Commodity price increases are threatening global economic recovery, affecting vulnerable businesses and households and exacerbating fears that inflation could become more persistent, according to The Wall Street Journal.
Commodity price increases are across the board. Lumber, iron ore and copper have hit records; corn, soybeans and wheat have hit their highest levels in eight years; and oil recently reached a two-year high.
Economists and central bankers typically try not to be too concerned about commodity price moves because they can be volatile and make up a smaller part of consumer inflation than costs such as housing. However, manufacturers’ profit margins are shrinking because of higher costs for raw materials, and households are paying more for gas, groceries and some restaurant bills, which affects their ability to spend elsewhere. In poorer countries, some are going without basic needs.
Many factors are driving the increases, including strong consumer demand and supply-chain shortages. Many economists say it is a deliberate decision by policymakers in the U.S. and elsewhere to run their economies hot for now, with lots of stimulus, to ensure they recover fully from damage caused by the COVID-19 pandemic.
Central bankers must decide whether to move faster to cool demand through rate rises or other methods. During a similar situation in the 1970s, many countries gave priority to jobs and growth over controlling consumer prices during a series of oil shocks and experienced high inflation.
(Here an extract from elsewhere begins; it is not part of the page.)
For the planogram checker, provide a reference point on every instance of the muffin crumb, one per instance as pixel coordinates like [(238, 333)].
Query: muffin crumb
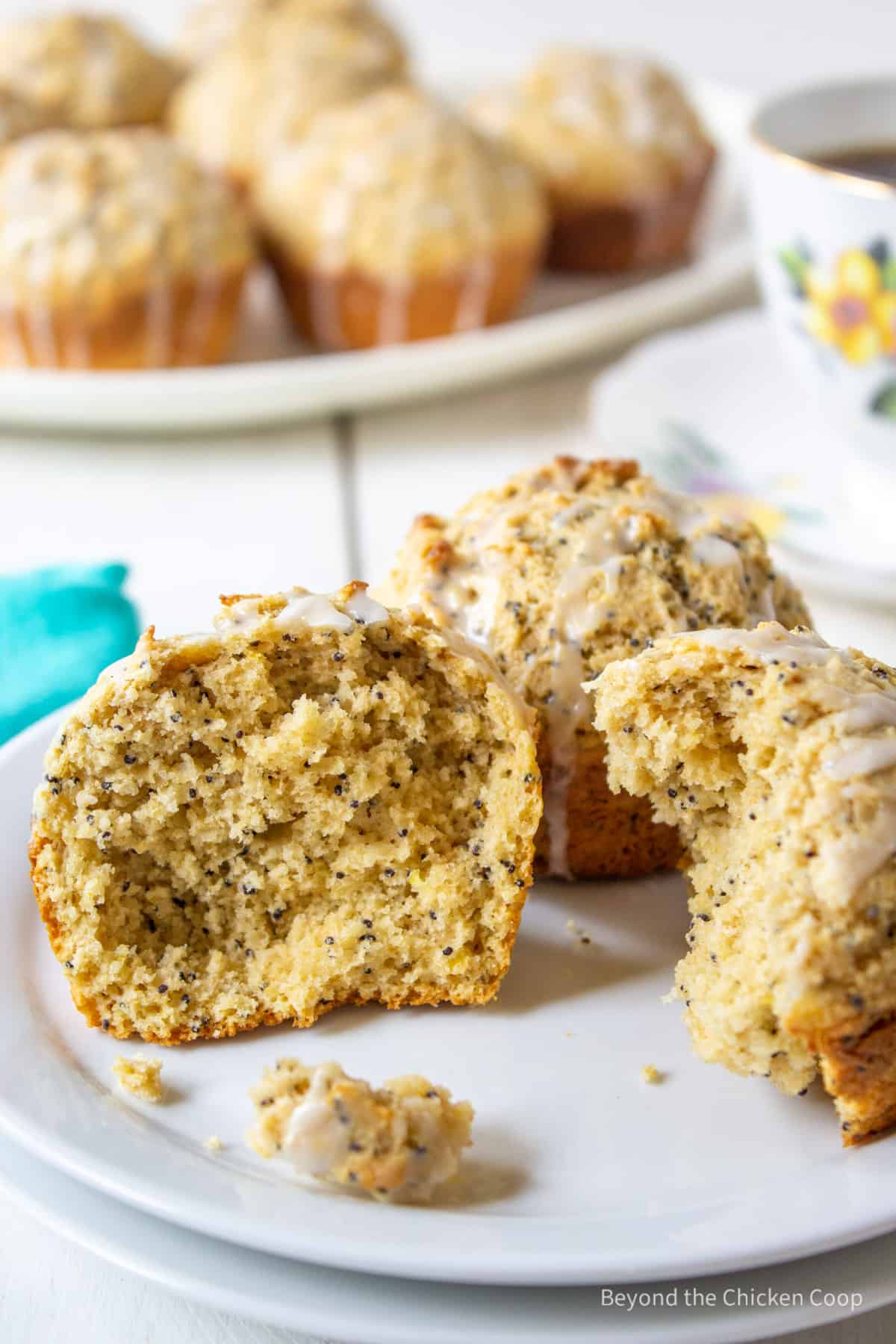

European Central Bank Chief Economist Philip Lane recently said high unemployment would help keep inflation under control because you need a strong labor market to get more persistent inflation.
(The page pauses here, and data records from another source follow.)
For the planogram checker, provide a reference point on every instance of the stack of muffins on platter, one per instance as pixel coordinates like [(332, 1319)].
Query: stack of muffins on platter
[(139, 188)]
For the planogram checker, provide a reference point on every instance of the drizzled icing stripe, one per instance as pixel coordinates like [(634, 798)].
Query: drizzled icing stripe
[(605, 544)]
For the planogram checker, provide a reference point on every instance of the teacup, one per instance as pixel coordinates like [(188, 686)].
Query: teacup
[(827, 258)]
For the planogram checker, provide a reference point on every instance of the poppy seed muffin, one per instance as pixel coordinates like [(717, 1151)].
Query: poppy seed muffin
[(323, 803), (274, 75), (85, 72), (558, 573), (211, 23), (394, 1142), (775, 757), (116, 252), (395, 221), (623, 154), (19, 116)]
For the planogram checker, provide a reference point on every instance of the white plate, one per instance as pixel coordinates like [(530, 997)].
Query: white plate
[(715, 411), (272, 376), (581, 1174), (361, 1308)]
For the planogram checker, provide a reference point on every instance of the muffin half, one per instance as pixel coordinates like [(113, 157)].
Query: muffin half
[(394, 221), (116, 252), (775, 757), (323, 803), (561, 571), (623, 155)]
Commodities mainly are used for producing goods as opposed to services, which are a bigger part of developed-world economies. Goods make up about 20% of the weighting of the U.S. consumer price index.
Academic work also suggests the effects of commodity-price shocks on inflation has fallen in recent decades as elements such as branding have become important in final costs. Additionally, commodities play a smaller role in final production as businesses become more efficient.
However, surging commodity prices also can be an early warning of future inflation because commodity markets react more rapidly to changes in the economy than prices for final goods. The effects of climbing oil prices already are showing up in consumer price data—figures for the eurozone showed consumer prices were 2% higher in May than a year earlier, the fastest rise since late 2018. In the U.S., it now costs an average of $1.02 a gallon more to fill up a gas tank than a year ago.
Economists note that some commodity prices, such as crude oil, are merely returning to pre-pandemic levels. Many also believe commodity price growth will subside later this year as some U.S. consumer spending shifts to services.